Non-Disclosure Agreements (NDAs) protect a company’s confidential information and should be a standard document curated by both California and Idaho startups.

Startups should understand the key components of NDAs to best protect their confidential information.

There are generally two types of NDAs: a one-sided NDA and a mutual NDA. This blog post will discuss contractual provisions of a mutual NDA. If presented with a one-sided NDA, a startup should consider requesting a mutual NDA in order to receive the same contractual protections being demanded.

Here are the seven most important clauses of an NDA


The first section of a mutual NDA should define the scope of what could be considered confidential information. The scope should define confidential information as either 1) content labeled “confidential” or any other information would be reasonably understood to be confidential. Starting with this broad definition allows the agreement to protect any possible confidential information regardless of whether it has been properly labeled confidential.

Use and disclosure of confidential information

The next section will identify the purpose of disclosing confidential information and will limit the use of the confidential only to achieve the defined purpose. Here, the purpose should be to evaluate a potential business opportunity. Therefore, the party receiving the confidential information may only use it to evaluate the potential of doing business with the disclosing party. Identifying the purpose further protects the disclosing party. A standard of care should also be identified in this section. Its best to at least require that the receiving party to use reasonable care when handling the confidential information.


Now that confidential information has been broadly defined and its use is limited to evaluating a potential business opportunity, the mutual NDA should carve out exceptions which will allow the receiving party to disclose the confidential information when disclosure is justified. Both parties should allow disclosure of the confidential information to company employees and as required by law. Its also common to allow disclosure of confidential information to contractors and professional consultants, but to require that these third parties agree to be bound by the same restrictions contained in the mutual NDA. Finally, parties should require that the receiving party notify the disclosing party if the receiving party is being compelled to disclose the confidential information as required by law (example: responding to a subpoena or court order).

Restrictions and limitations

The restrictions and limitations further sets out what conduct is prohibited by the mutual NDA. Although the receiving party should already be limited on using the information to evaluate a potential business relationship, the disclosing party should also required specific guarantees the the receiving party will not use the confidential information to gain a competitive advantage against the disclosing party or in other ways that may diminish the proprietary value of the information. Setting out this restrictions protects startups from being negatively affected by the disclosure.

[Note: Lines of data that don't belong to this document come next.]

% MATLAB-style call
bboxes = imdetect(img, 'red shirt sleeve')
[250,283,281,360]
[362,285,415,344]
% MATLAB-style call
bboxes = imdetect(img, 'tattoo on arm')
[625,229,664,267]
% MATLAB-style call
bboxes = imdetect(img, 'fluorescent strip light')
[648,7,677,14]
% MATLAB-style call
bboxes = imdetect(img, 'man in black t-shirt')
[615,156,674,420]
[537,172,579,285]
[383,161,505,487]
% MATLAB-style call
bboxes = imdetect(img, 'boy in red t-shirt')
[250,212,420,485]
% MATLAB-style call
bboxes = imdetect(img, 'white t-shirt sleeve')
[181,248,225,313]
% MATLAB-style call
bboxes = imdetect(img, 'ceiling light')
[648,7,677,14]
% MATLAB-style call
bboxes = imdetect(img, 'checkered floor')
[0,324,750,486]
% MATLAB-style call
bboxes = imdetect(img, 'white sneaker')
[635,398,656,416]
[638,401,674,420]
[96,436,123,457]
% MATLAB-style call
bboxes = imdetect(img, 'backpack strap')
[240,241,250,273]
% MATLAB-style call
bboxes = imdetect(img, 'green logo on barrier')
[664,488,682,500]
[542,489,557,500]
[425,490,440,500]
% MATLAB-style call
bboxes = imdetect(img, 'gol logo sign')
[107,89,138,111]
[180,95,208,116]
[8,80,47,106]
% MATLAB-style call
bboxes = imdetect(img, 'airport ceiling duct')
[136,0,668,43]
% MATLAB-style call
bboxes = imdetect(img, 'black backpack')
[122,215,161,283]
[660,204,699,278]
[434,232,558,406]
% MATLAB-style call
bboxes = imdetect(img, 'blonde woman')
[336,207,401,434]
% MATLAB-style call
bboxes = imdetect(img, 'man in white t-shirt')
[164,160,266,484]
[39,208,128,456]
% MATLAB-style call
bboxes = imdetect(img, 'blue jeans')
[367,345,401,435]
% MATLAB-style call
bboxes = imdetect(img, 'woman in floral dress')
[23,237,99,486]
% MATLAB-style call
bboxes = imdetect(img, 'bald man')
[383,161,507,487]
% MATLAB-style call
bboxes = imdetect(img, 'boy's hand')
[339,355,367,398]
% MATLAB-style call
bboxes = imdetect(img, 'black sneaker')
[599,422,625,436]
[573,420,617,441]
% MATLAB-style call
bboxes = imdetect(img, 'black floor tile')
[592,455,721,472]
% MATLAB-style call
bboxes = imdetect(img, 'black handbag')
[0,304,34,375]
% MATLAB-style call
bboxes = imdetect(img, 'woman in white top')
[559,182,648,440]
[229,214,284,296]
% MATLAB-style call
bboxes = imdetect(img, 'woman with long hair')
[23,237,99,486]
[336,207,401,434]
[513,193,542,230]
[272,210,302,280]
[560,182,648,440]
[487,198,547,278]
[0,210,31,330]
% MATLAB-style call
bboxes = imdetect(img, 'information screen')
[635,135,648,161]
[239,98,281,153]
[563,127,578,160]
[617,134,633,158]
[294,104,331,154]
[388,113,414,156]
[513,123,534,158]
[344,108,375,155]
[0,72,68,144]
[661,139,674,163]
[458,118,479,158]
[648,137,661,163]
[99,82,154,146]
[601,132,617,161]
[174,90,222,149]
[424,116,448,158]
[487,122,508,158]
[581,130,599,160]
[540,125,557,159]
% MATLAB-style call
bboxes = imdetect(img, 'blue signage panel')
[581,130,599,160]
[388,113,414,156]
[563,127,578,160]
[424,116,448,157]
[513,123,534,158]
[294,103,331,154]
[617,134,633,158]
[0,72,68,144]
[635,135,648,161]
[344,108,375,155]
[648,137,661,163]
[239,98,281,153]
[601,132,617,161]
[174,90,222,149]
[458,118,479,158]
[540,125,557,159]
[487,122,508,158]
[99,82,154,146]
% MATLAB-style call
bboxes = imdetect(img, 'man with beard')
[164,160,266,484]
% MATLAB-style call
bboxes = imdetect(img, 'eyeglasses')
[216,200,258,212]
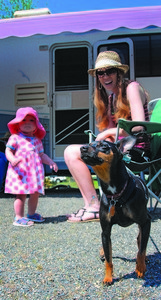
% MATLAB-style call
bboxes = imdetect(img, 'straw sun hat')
[88,51,129,76]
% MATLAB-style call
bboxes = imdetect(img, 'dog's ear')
[117,135,136,153]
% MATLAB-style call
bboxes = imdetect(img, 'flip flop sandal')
[27,213,45,223]
[13,217,34,227]
[67,208,100,223]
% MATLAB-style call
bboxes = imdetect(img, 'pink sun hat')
[7,107,46,139]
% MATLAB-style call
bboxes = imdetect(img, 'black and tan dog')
[81,137,151,284]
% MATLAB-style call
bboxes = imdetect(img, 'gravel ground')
[0,190,161,300]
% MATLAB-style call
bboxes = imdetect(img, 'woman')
[64,51,150,222]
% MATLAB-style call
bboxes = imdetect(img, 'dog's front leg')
[102,225,113,285]
[136,217,151,278]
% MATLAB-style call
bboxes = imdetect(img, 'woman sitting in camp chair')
[64,51,150,222]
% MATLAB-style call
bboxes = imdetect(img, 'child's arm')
[40,153,58,172]
[5,147,21,167]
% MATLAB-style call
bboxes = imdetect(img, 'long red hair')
[94,70,131,131]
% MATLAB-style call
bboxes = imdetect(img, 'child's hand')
[50,162,58,172]
[10,157,21,167]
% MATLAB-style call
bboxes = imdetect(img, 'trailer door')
[52,43,93,170]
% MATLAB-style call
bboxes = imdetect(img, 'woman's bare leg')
[64,145,100,221]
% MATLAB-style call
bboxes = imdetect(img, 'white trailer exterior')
[0,6,161,173]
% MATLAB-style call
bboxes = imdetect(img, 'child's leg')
[27,192,45,223]
[14,195,26,220]
[28,192,39,216]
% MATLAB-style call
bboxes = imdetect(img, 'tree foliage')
[0,0,35,19]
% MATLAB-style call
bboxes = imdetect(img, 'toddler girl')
[5,107,58,227]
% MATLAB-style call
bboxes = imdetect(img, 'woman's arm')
[96,81,146,142]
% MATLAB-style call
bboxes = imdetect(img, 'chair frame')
[115,119,161,211]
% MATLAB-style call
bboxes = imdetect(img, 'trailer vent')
[14,7,51,18]
[15,82,47,106]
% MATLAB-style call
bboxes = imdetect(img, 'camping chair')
[116,111,161,210]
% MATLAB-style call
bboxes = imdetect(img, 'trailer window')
[109,34,161,77]
[55,47,88,91]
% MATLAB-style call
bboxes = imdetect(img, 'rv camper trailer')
[0,6,161,173]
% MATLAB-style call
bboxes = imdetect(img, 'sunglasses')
[96,68,117,77]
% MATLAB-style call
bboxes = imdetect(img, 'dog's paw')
[136,268,146,278]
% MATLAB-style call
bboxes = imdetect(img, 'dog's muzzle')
[80,144,103,166]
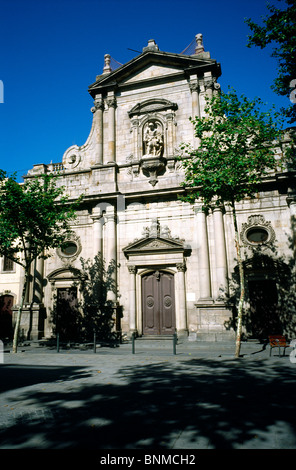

Return or Destruction of Confidential Information

Mutual NDAs should require return or destruction of confidential information disclosed upon any of the following: 1) request by the disclosing party2) after the agreement is terminated; or 3) upon expiration of a set time period. Normally, mutually NDAs will require return or destruction of confidential information three years after execution of the agreement.

Disclaimer of any representations or warranties

To prevent a recipient of confidential information from claiming they suffered damages due to an alleged misrepresentation contained in the confidential information, California and Idaho startups should include an express disclaimer of any representations and warranties in their NDAs. Because parties are entering into NDAs to evaluate business opportunities, ensuring no warranties are made as to the veracity of the information shared is paramount to protecting a startup against litigation.


California and Idaho startups should be sure to explicitly state that equitable remedies will be available if the NDA is breached. Specifically, the NDA should state that all legal and equitable remedies, including injunctive relief, be made available.